Pour éviter une perte de temps, la direction du dialogue inclusif sera confiée à une Organisation qui maîtrise le dossier congolais et qui sera assistée par des représentants de trois ou quatre Organisations internationales. Elle aura pour tâche principale de faire respecter la Constitution actuelle (article 220) et la Résolution 2277 de l’ONU et de tracer la voie de l’avenir pour éviter l’anarchie actuelle voulue par le pouvoir sortant. L’Eglise catholique serait un bon choix. La durée du dialogue doit, dans un tel cas, être réduite à plus ou moins deux semaines. D’une façon ou d’une autre, les acteurs qui ont été la cause du conflit ne peuvent pas être une solution au problème, ceci revient à dire qu’ils ne peuvent pas diriger la période de transition qui devra être courte.

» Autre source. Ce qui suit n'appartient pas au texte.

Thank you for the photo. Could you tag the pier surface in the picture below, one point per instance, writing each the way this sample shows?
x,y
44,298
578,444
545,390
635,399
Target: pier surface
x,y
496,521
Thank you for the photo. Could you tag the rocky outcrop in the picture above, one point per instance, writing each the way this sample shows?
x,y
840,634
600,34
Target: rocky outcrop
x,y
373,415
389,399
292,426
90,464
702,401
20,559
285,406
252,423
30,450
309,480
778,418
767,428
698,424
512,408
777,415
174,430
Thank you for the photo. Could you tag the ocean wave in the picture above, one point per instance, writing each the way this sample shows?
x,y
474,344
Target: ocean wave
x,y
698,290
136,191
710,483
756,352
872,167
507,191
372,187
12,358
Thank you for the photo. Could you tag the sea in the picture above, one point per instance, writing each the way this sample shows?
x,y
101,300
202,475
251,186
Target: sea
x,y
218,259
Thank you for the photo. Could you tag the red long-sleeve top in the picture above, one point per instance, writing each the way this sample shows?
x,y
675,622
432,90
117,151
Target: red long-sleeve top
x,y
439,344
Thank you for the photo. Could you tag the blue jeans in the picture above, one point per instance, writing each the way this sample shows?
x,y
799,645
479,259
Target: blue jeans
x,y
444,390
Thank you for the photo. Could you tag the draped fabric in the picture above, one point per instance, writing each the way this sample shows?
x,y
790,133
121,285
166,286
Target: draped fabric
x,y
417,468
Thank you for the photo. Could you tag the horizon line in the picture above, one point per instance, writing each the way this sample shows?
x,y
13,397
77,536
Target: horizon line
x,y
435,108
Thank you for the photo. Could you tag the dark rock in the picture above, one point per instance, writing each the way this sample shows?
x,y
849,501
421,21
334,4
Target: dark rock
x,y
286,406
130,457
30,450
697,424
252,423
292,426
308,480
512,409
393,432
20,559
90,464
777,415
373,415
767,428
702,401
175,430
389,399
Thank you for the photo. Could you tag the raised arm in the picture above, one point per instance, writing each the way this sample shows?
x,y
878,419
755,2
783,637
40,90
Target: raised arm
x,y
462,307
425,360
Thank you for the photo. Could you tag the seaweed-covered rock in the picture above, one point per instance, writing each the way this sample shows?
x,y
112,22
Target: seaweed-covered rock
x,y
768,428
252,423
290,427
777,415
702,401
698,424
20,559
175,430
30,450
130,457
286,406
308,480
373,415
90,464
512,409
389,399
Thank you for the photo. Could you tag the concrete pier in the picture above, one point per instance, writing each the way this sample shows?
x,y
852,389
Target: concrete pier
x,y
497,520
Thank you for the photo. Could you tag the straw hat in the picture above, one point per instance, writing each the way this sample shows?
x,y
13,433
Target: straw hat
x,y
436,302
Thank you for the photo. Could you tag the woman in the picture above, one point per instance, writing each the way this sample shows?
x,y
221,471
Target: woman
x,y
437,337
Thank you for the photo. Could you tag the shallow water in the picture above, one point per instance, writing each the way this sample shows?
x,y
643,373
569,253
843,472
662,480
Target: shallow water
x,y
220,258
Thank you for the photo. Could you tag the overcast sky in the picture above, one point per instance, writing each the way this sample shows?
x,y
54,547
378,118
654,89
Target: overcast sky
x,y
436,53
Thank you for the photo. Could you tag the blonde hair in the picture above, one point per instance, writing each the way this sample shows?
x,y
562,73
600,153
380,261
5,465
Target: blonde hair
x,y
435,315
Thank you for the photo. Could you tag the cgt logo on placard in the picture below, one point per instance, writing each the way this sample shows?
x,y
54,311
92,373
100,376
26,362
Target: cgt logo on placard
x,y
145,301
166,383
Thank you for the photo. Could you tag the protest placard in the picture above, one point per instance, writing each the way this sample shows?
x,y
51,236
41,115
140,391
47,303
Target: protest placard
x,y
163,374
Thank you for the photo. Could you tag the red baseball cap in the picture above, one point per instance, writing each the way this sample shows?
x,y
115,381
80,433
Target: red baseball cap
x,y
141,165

L’observation de la journée ville morte décrétée par le Rassemblement de l’Opposition, le mercredi 19 octobre 2016, massivement suivie sur l’ensemble du territoire national et respectée même par les acteurs de la Mouvance présidentielle, est la preuve irréfutable du rejet du régime actuel par le peuple (lire notre livre publié en 2015 et intitulé Les Congolais rejettent le régime de Kabila, sous la direction de Fweley Diangitukwa, éditions Monde Nouveau/Afrique Nouvelle).
Cette seconde voie est la seule et unique solution pour sortir le pays de l’impasse actuelle. Il n’est pas sûr que ceux qui cherchent à se maintenir au pouvoir par la force aient gain de cause car, tôt ou tard, ils seront emportés par le vent populaire qui vient. Dans l’histoire, les armes (violence) n’ont toujours pas eu raison sur le choix du peuple. Le Congo d’aujourd’hui n’est plus celui d’hier et le nombre de morts, de femmes et d’hommes arrêtés et emprisonnés arbitrairement, a aidé le peuple à mûrir et à être plus exigeant, plus déterminé et plus revendicatif. Il veut l’alternance le 19 décembre 2016 et rien d’autre. Qu’on la lui donne conformément à l’article 220 de la Constitution. C’est l’unique voie de sortie qui garantit le retour à la paix.
Nous devons placer, à la tête de la République, des femmes et des hommes qui ont véritablement le sens de l’Etat, qui respectent scrupuleusement la Constitution et qui savent rendre compte aux citoyens. Pour que la paix revienne, il est nécessaire que ceux qui n’ont pas voulu organiser les élections assument leur responsabilité en quittant pacifiquement le pouvoir le 19 décembre 2016 pour sauver la République.